Cluster Pokémon Attributes

So both models predict reasonably clustered Pokémon sets. Which attributes do these different clusters have in them? We’ll check the clusters using the t-SNE model.

Cluster 1

pokemonCluster = pokemonCluster[names(kmeansTSNE$cluster),]

pokemonMeanKable <- kable(setNames(aggregate(pokemonCluster$Total, by=list(cluster=kmeansTSNE$cluster), mean), c('Cluster', 'Total')), 'html')

pokemonCluster <- pokemonCluster %>% select(Name:Type.2, HP:Speed)

TSNEcluster1 <- pokemonCluster[which(kmeansTSNE$cluster == 1),]
ggplot(data= melt(TSNEcluster1), aes(x=variable, y=value)) +
    stat_boxplot(geom ='errorbar') +
    geom_boxplot(aes(fill=variable)) +
    coord_cartesian(ylim = c(0, 175))

Cluster 2

TSNEcluster2 <- pokemonCluster[which(kmeansTSNE$cluster == 2),]
ggplot(data= melt(TSNEcluster2), aes(x=variable, y=value)) +
    stat_boxplot(geom ='errorbar') +
    geom_boxplot(aes(fill=variable)) +
    coord_cartesian(ylim = c(0, 175))

Cluster 3

TSNEcluster3 <- pokemonCluster[which(kmeansTSNE$cluster == 3),]
ggplot(data= melt(TSNEcluster3), aes(x=variable, y=value)) +
    stat_boxplot(geom ='errorbar') +
    geom_boxplot(aes(fill=variable)) +
    coord_cartesian(ylim = c(0, 175))

Cluster 4

TSNEcluster4 <- pokemonCluster[which(kmeansTSNE$cluster == 4),]
ggplot(data= melt(TSNEcluster4), aes(x=variable, y=value)) +
    stat_boxplot(geom ='errorbar') +
    geom_boxplot(aes(fill=variable)) +
    coord_cartesian(ylim = c(0, 175))

So a summary of the 4 clusters is as follows, with also referring to the table on the right displaying the mean sum of attributes for each cluster:

  • Cluster 1: High all-round stats focusing on Defense and Sp. Defense

  • Cluster 2: Very high all-round stats, more focusing on Sp. Attack, Sp.
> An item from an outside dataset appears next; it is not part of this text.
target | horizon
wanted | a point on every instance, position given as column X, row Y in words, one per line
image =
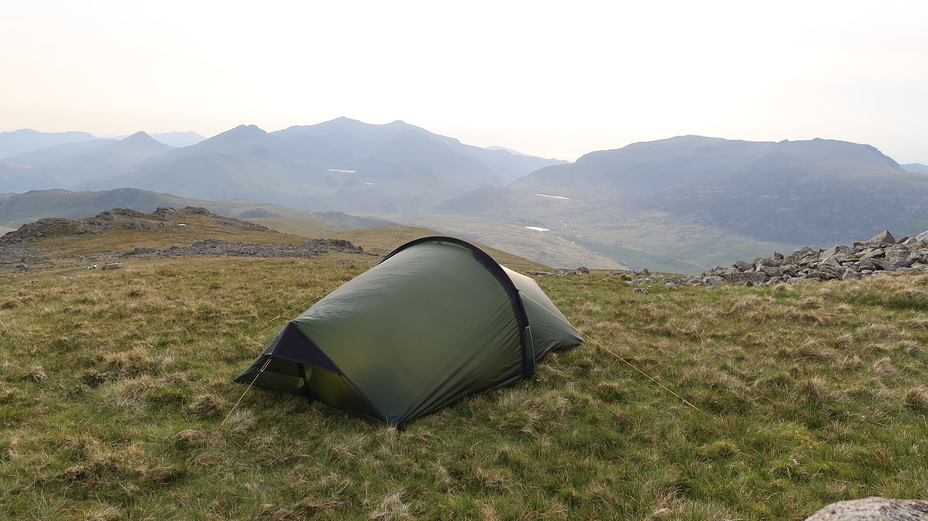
column 565, row 157
column 540, row 79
Defense and Speed

  • Cluster 3: Very low all-round stats

  • Cluster 4: Average all-round stats
pokemonMeanKable %>% kable_styling(full_width = F)
Cluster Total
1 455.7882
2 515.8859
3 272.7313
4 338.9524

So there are some neat little visualisations and techniques learned here that can be used in other projects, hopefully they are useful later on! If you’ve stopped by just to take a look at what I’ve done, thanks for reading!